Here in the U.S., DeafTV produces videos oriented towards both adults and kids, and a cursory search of YouTube via search words such as ‘Deaf Children’s TV’ turns up hundreds of segments produced by dozens of production houses, including The National Deaf Children’s Society, No Limits for Deaf Children and many others. And there are dozens of collections of interesting and helpful links for deaf people. For instance, DeafMovies.org provides a list of full-length films in ASL, and a list of deaf film festivals around the world.
In 2012 ABC introduced a series called ‘Switched at Birth,’ which was the first American television show to feature multiple deaf characters, and deaf actors front and center, not relegating them to the sidelines or to procedural subplots. Most important, the deaf characters aren’t portrayed as saints, and are just as realistically flawed as their hearing counterparts, landing in trouble with parents, teachers or even the law. There’s a lively Quora forum gathering responses to the question, ‘What Did Deaf People Think of ‘Switched at Birth?’’ and Marlee Matlin told the Wall Street Journal that the series was breakthrough TV.

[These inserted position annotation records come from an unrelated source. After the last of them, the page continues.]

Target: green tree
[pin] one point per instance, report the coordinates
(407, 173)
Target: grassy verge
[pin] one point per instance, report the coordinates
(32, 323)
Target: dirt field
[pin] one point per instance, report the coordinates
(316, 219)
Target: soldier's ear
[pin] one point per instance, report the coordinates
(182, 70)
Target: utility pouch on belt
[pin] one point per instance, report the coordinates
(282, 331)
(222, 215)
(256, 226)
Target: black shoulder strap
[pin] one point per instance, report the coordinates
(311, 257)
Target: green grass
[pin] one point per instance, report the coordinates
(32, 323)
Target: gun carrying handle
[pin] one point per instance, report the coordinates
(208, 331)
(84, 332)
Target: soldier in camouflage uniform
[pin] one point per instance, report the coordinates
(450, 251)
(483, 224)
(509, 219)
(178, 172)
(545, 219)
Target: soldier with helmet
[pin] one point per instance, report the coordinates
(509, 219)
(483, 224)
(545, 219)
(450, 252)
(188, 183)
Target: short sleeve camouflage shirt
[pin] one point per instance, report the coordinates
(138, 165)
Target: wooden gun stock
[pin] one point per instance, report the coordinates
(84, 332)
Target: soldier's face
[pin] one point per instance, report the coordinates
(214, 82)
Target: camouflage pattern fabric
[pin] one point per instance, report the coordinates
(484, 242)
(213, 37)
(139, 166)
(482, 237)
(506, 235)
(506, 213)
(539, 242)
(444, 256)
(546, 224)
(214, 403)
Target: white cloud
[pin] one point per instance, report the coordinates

“It adds a great deal of dimension to the public’s perception of what deaf people are like,” she said. “Because you really understand that there’s more than just a deaf person who happens to move their hands…there’s a language, there’s a culture, there’s relationships between deaf people, deaf people and hearing people, there are obstacles, there is happiness and joy, and people are watching this all flow into their living rooms.”